Jerome Kitzke, The Paha Sapa Give-Back

Generally I find recitation (as opposed to recitative, chanting or ordinary singing in whatever form) annoying. The word-text/lyric is critical. If it isn't something I'd appreciate hearing on its own, meaning some sort of literary work I'd want to hear recited on its own, I don't always find the intervention of musical elements a help or an enhancement. That is, unless the musical treatment is so compelling it transforms the experience, I get antsy. The point is lost on me if there isn't something more to it. If the lyric is sung then there is the melodic element involved and that changes it all; but that of course is not recitation.

With those pre-conditions as a general rule of thumb I've found some recitation things in the contemporary realm that I've liked over the years. Not all that many. Like a comedy record they can wear out their welcome quickly unless the musical element is strong.

So we have Jerome Kitzke's The Paha Sapa Give-Back (Innova 891), an album featuring two recitations and a chant. It turns out that the album holds my interest. "The Green Automobile" features the prose-poetry of Allen Ginsburg. There is an intricate rhythmic timing of recitation and solo piano that gives you plenty of dynamics and vocal-musical interaction. The piano part fits the text quite well and has its own very attractive way about it. The recitation (by the composer) has great energy and measures out its verbal content in ways rather far removed from everyday speech. In the end, yes, this is good. It's a bundle of almost jazzy energy that appealingly reproduces the frantic quality of the Beat Generation in sound.

"The Paha Sapa Give-Back" title track takes us into a zone for modern percussion group with piano, playing with a ritual zeal that reminds of Japanese Kodo drumming. The group vocals put forward energetic chant based on the syllables "Paha Sapa" in various permutations.

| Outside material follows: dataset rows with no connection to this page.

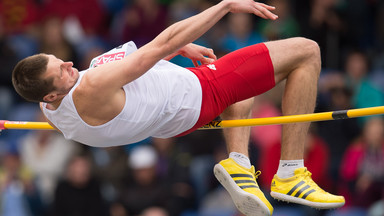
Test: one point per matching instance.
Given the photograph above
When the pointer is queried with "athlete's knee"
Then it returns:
(310, 52)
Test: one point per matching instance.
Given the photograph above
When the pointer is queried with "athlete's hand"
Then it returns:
(250, 6)
(198, 53)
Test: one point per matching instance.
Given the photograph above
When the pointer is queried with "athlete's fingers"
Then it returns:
(262, 11)
(195, 63)
(207, 60)
(211, 54)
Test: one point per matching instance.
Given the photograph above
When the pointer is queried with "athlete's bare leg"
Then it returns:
(237, 138)
(298, 61)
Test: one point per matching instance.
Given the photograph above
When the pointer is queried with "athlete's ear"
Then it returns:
(50, 97)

The third work is the longest at 37 minutes. "Winter Count" features texts by diverse authors, Whitman, Rumi, Aeschylus, Helem Mackay, Harold Pinter, and anonymous. The theme is the horrors of war and the facticity of existence or its lack, filtered though various literary approaches, asides, vignettes. Jennifer Kathryn Marshall does the acting-recitation along with Barbara Merjan on the chant-moments which recur briefly throughout. (The latter also plays bass drum.) The music is played well by the quartet ETHEL. And it's the music that makes the listening especially worthwhile, in a sort of post-modern tonal vein.

Somehow Kitzke gives us much more than the obvious here. The musical timing of the words and syllables meshes well with the music for a result that is more than just interesting. It is original, contemporary, well-executed and holds a certain fascination. I won't say this is a huge favorite with me this year. It isn't that. But it is good. It is an example of something happening now. Something different.